L. Späth

Further functional in vitro comparison of pre- and postsynaptic dopamine receptors in the rabbit caudate nucleus

SummarySlices of the rabbit caudate nucleus were preincubated with 3H-dopamine or 3H-choline and then superfused and stimulated electrically. DiPr-5,6-ADTN reduced the stimulation-evoked overflow of tritium over the same concentration range, independently of whether slices had been preincubated with 3H-dopamine or 3H-choline, and the same was true for apomorphine, NPA and pergolide. Three other putative dopamine receptor agonists, namely 3-PPP, DPI and SKF 38393, failed to decrease the evoked overflow of tritium. Each of six antagonists — (−)-sulpiride, (+)-sulpiride, CGP 11109 A, cis-flupentixol, domperidone and corynanthine —increased the evoked overflow over the same concentration range in experiments with 3H-dopamine and in those with 3H-choline. For each of these antagonists except cis-flupentixol, and also for chlorpromazine, haloperidol and rauwolscine, the pA2 values against apomorphine obtained in 3H-dopamine and in 3H-choline experiments were closely similar. The antagonist effect of cis-flupentixol against apomorphine was not purely competitive. (−)-Sulpiride was a more potent antagonist than (+)-sulpiride, and cis-flupentixol was more potent than trans-flupentixol.This study supplements a previous one in which (±)-sulpiride, metoclopramide and molindone were used as antagonists. It is a functional in vitro approach to receptor characterization, as opposed to radioligand binding studies or in vivo investigations.
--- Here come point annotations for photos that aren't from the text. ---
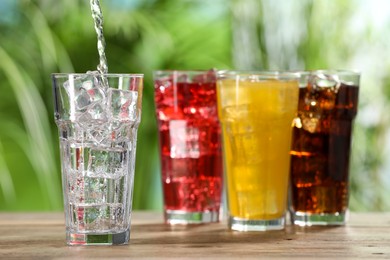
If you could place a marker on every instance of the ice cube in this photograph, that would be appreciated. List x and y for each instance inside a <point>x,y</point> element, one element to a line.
<point>123,104</point>
<point>110,163</point>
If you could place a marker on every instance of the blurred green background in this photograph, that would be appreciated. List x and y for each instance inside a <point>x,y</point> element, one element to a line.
<point>40,37</point>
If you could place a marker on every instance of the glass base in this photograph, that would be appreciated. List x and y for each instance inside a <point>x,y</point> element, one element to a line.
<point>98,239</point>
<point>182,217</point>
<point>256,225</point>
<point>322,219</point>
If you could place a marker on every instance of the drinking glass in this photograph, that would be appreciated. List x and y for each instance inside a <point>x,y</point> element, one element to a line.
<point>190,147</point>
<point>256,110</point>
<point>320,153</point>
<point>97,118</point>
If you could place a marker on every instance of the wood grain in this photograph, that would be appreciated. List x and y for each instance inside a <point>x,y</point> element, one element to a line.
<point>42,236</point>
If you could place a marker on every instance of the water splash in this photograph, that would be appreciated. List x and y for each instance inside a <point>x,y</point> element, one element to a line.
<point>97,16</point>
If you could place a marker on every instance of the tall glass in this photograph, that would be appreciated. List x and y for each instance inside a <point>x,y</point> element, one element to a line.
<point>190,149</point>
<point>97,118</point>
<point>256,111</point>
<point>320,154</point>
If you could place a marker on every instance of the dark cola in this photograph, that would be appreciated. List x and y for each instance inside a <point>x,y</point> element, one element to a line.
<point>321,149</point>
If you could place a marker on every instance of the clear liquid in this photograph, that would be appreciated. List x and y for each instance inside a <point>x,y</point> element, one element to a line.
<point>97,16</point>
<point>97,178</point>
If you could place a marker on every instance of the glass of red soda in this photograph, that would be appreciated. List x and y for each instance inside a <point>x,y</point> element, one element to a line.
<point>190,145</point>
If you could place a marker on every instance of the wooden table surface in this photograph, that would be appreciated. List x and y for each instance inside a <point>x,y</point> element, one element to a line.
<point>42,236</point>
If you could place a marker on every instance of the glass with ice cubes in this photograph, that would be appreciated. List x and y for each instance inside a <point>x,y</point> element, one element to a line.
<point>97,118</point>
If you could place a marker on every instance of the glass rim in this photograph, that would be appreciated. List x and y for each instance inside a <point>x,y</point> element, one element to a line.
<point>184,71</point>
<point>339,72</point>
<point>128,75</point>
<point>271,74</point>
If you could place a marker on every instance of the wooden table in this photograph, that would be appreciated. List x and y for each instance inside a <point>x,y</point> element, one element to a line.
<point>42,236</point>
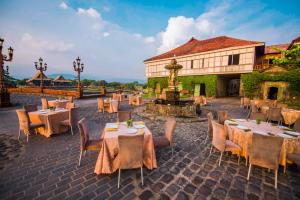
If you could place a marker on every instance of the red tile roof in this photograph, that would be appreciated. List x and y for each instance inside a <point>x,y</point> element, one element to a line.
<point>197,46</point>
<point>274,48</point>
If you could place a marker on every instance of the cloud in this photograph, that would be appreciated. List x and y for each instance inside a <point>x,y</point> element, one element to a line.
<point>52,46</point>
<point>91,12</point>
<point>63,6</point>
<point>106,34</point>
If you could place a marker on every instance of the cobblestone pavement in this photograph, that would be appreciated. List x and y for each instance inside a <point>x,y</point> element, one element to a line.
<point>46,168</point>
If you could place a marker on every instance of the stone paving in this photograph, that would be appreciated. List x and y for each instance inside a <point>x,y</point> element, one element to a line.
<point>46,168</point>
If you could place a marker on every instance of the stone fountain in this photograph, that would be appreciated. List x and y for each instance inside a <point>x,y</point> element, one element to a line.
<point>172,105</point>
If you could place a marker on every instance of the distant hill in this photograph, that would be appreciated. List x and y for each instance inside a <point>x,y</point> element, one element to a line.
<point>121,80</point>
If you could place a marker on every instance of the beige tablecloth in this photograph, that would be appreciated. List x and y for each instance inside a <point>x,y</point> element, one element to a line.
<point>58,103</point>
<point>106,160</point>
<point>290,116</point>
<point>51,119</point>
<point>112,106</point>
<point>243,138</point>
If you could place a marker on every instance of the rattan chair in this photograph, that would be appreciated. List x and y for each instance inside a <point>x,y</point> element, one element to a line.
<point>85,143</point>
<point>297,125</point>
<point>24,123</point>
<point>210,118</point>
<point>31,107</point>
<point>222,116</point>
<point>124,116</point>
<point>130,154</point>
<point>73,119</point>
<point>44,103</point>
<point>70,105</point>
<point>274,114</point>
<point>219,141</point>
<point>167,139</point>
<point>102,107</point>
<point>264,155</point>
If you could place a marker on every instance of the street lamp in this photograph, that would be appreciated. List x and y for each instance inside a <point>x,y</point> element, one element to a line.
<point>39,66</point>
<point>4,95</point>
<point>78,67</point>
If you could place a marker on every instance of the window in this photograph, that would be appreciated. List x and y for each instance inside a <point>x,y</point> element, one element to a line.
<point>234,59</point>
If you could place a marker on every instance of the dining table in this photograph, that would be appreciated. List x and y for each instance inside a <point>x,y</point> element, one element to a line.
<point>59,103</point>
<point>51,119</point>
<point>240,132</point>
<point>107,158</point>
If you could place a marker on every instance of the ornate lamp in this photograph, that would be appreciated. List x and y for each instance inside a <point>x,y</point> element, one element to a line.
<point>4,95</point>
<point>78,67</point>
<point>39,66</point>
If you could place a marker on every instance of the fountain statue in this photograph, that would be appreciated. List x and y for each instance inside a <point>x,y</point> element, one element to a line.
<point>172,94</point>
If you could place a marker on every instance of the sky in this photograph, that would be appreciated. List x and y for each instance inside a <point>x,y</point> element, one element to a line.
<point>113,37</point>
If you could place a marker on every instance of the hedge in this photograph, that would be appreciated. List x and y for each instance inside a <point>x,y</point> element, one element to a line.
<point>188,83</point>
<point>251,82</point>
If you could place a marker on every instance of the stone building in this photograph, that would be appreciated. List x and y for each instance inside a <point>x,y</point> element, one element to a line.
<point>213,67</point>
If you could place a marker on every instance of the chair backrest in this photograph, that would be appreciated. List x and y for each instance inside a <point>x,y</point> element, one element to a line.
<point>170,126</point>
<point>274,114</point>
<point>256,115</point>
<point>131,151</point>
<point>282,105</point>
<point>210,118</point>
<point>265,155</point>
<point>222,116</point>
<point>24,122</point>
<point>297,125</point>
<point>44,103</point>
<point>219,136</point>
<point>124,116</point>
<point>84,133</point>
<point>74,116</point>
<point>100,103</point>
<point>30,107</point>
<point>70,105</point>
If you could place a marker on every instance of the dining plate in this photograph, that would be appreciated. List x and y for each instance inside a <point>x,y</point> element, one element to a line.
<point>131,130</point>
<point>139,126</point>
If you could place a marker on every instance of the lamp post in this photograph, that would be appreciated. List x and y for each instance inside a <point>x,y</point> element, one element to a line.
<point>4,94</point>
<point>78,67</point>
<point>39,66</point>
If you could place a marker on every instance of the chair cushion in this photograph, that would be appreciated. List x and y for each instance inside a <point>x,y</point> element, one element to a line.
<point>36,125</point>
<point>93,145</point>
<point>65,122</point>
<point>294,157</point>
<point>231,146</point>
<point>161,142</point>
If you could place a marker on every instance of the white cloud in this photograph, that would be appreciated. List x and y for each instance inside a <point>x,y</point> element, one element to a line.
<point>106,34</point>
<point>91,12</point>
<point>53,46</point>
<point>63,6</point>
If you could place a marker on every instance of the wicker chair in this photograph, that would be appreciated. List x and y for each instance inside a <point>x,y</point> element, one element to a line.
<point>73,119</point>
<point>44,103</point>
<point>102,107</point>
<point>219,141</point>
<point>130,154</point>
<point>70,105</point>
<point>210,118</point>
<point>264,155</point>
<point>167,139</point>
<point>85,143</point>
<point>274,114</point>
<point>31,107</point>
<point>222,116</point>
<point>297,125</point>
<point>25,125</point>
<point>124,116</point>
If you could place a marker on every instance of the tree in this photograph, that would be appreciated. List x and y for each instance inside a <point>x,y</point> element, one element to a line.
<point>291,58</point>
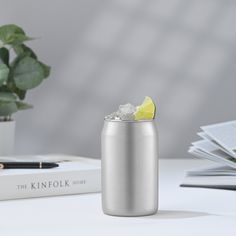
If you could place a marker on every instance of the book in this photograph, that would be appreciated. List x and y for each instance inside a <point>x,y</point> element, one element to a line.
<point>75,175</point>
<point>217,144</point>
<point>220,177</point>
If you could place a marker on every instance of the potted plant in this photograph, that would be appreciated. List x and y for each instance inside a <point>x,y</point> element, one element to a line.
<point>20,71</point>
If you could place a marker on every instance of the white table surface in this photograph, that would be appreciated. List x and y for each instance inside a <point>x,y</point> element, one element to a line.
<point>182,211</point>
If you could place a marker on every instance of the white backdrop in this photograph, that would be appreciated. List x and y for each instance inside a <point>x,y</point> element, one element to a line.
<point>109,52</point>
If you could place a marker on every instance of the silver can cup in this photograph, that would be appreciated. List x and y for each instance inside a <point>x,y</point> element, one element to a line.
<point>129,168</point>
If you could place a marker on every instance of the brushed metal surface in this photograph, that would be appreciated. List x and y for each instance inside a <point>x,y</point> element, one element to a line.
<point>129,168</point>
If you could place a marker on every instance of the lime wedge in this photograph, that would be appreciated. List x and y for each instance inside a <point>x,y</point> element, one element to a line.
<point>146,111</point>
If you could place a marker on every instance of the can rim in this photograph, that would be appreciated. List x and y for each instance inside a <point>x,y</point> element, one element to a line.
<point>129,121</point>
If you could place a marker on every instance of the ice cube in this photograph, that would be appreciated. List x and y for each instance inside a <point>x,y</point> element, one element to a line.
<point>125,112</point>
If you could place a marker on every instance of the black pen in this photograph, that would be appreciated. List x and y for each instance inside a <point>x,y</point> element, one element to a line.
<point>27,165</point>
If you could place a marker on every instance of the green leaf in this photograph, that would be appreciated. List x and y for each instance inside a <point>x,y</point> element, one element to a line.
<point>7,97</point>
<point>27,73</point>
<point>12,34</point>
<point>4,72</point>
<point>7,108</point>
<point>23,106</point>
<point>23,50</point>
<point>46,69</point>
<point>4,56</point>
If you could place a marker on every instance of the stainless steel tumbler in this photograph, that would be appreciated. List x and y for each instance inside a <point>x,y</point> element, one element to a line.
<point>129,168</point>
The results show that a large number of dopamine receptor agonists and antagonists are unable to distinguish between the presynaptic, release-inhibiting dopamine autoreceptors and those postsynaptic dopamine receptors which, when activated, depress the release of acetylcholine. Both receptors can be classified as D2. There was an excellent correlation between pA2 values and the — log Ki values of antagonists, taken from the literature, for inhibition of the binding of 3H-spiperone to rat striatal membrane fragments. The correlation supports the view that the sites labelled by 3H-spiperone are true receptors, although the affinities in the binding experiments were consistently lower than the functionally determined affinities in the intact tissue.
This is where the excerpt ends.